El delantero francés alcanzó los 59 goles en 2025 tras convertir un penalti decisivo ante el Sevilla, cifra que empata la mejor marca anual de un solo jugador en la historia del club. Más allá del número, la escena tomó fuerza por la celebración elegida, ya que Mbappé replicó el icónico gesto que durante años identificó a Cristiano Ronaldo como figura dominante del futbol mundial.

La respuesta del portugués no tardó en aparecer fuera del terreno de juego, específicamente en redes sociales, donde su reconocimiento fue interpretado como una validación directa del logro.

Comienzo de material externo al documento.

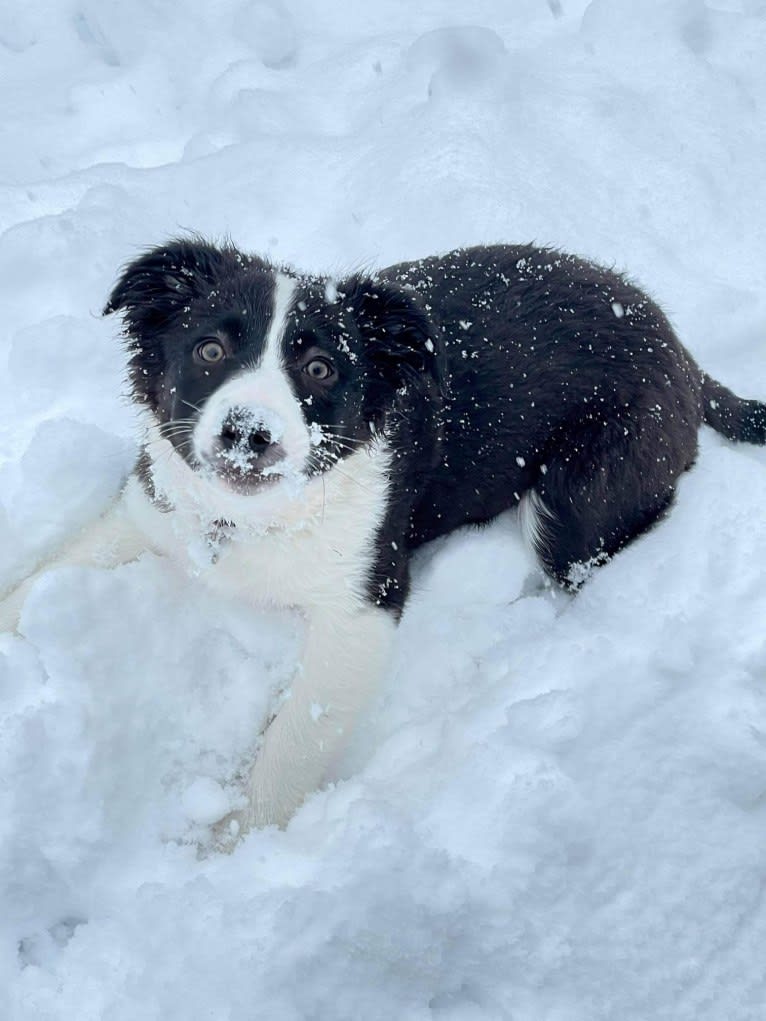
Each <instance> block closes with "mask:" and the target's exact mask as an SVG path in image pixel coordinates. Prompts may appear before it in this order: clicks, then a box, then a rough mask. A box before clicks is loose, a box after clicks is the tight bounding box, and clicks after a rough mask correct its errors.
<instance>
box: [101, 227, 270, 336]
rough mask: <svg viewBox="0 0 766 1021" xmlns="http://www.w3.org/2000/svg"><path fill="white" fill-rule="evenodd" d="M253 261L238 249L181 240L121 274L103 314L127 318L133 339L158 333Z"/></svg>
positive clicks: (201, 240)
mask: <svg viewBox="0 0 766 1021" xmlns="http://www.w3.org/2000/svg"><path fill="white" fill-rule="evenodd" d="M250 261H251V260H250V258H249V257H248V256H246V255H243V254H242V253H241V252H238V251H237V250H236V249H235V248H232V247H226V248H219V247H217V246H216V245H211V244H208V243H207V242H205V241H202V240H197V239H192V240H187V239H183V238H182V239H179V240H177V241H171V242H170V243H169V244H166V245H162V246H160V247H158V248H152V249H151V250H150V251H148V252H146V253H145V254H144V255H141V256H140V257H139V258H137V259H136V260H135V261H133V262H131V263H130V264H129V265H127V266H126V269H125V270H124V272H123V275H122V276H121V278H119V280H118V281H117V282H116V284H115V286H114V290H113V291H112V292H111V294H110V295H109V300H108V301H107V302H106V305H105V306H104V310H103V314H104V315H108V314H109V313H110V312H123V313H124V315H125V323H126V327H127V331H128V333H129V334H130V335H132V336H140V335H141V334H142V333H145V332H147V331H153V330H160V329H162V327H164V326H165V325H166V324H167V322H169V321H170V320H171V319H172V318H173V317H174V315H176V314H177V313H178V312H180V311H182V310H183V309H184V308H185V307H187V306H188V305H189V304H190V302H191V301H193V300H194V299H195V298H198V297H201V296H202V295H203V294H207V293H208V292H209V291H210V289H211V288H212V287H213V285H214V284H216V282H217V281H218V280H220V279H221V276H222V274H223V273H224V272H225V271H226V270H227V269H231V268H236V269H242V266H243V265H246V264H247V263H248V262H250Z"/></svg>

El intercambio digital cerró un círculo narrativo que conecta a dos generaciones distintas bajo el mismo escudo, sin forzar comparaciones, pero sí aceptando la herencia deportiva.
En el plano deportivo, el gol llegó en un momento cargado de tensión. Mbappé tuvo que esperar hasta el minuto 86 para marcar desde los once pasos, después de un partido donde el Real Madrid batalló más de lo previsto para imponer condiciones y romper el cerrojo sevillista.

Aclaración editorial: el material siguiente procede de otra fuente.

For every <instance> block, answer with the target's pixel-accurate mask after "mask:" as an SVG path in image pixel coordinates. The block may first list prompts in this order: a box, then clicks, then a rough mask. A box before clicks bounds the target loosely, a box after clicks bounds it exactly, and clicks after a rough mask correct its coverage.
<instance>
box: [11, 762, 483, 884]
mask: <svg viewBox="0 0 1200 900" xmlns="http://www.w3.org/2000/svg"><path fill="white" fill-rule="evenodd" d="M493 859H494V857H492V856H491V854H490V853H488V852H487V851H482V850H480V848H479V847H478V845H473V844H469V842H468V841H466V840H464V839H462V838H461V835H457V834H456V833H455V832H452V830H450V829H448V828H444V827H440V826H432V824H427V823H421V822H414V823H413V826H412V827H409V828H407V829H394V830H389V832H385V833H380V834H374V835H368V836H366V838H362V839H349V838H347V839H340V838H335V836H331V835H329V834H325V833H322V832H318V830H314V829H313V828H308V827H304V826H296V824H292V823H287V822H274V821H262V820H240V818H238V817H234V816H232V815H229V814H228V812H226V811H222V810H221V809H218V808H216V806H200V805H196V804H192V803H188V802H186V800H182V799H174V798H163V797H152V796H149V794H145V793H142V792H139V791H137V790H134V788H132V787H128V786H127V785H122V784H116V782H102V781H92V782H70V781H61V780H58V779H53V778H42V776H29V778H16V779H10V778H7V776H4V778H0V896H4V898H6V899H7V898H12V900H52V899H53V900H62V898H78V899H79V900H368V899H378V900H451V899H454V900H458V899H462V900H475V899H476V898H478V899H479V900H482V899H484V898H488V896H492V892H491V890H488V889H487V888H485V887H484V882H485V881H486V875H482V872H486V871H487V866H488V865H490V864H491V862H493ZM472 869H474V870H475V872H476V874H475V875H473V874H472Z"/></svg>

El homenaje que trasciende el gol y refuerza el legado
La celebración no fue un acto aislado ni una simple referencia estética. El gesto fue leído como un homenaje consciente, una forma de reconocer a quien definió una era dorada del club y cuya sombra sigue presente cada vez que se habla de récords ofensivos en Chamartín. La reacción de Cristiano Ronaldo, lejos de incomodidad o distancia, reforzó esa lectura de respeto mutuo.
El contexto del encuentro añadió capas al significado del momento. El Real Madrid se adelantó con un gol de Jude Bellingham y jugó buena parte del complemento con superioridad numérica tras la expulsión de Marcao, pero aun así no logró cerrar el partido hasta el penalti convertido por Mbappé en el tramo final.
La victoria por 2-0 alivió parcialmente la presión que rodea al cuerpo técnico encabezado por Xabi Alonso, cuestionado por el funcionamiento irregular del equipo pese a mantenerse competitivo en la tabla. En medio de ese escenario, el rendimiento del delantero francés se ha convertido en el principal argumento de estabilidad y confianza.
Desde la llegada de Alonso, Mbappé ha firmado 30 goles en 27 partidos, una media que representa el mejor registro goleador de toda su carrera con un mismo entrenador. Nunca antes el francés había sostenido una producción tan alta por encuentro, ni siquiera en etapas anteriores con otros técnicos de peso en su trayectoria.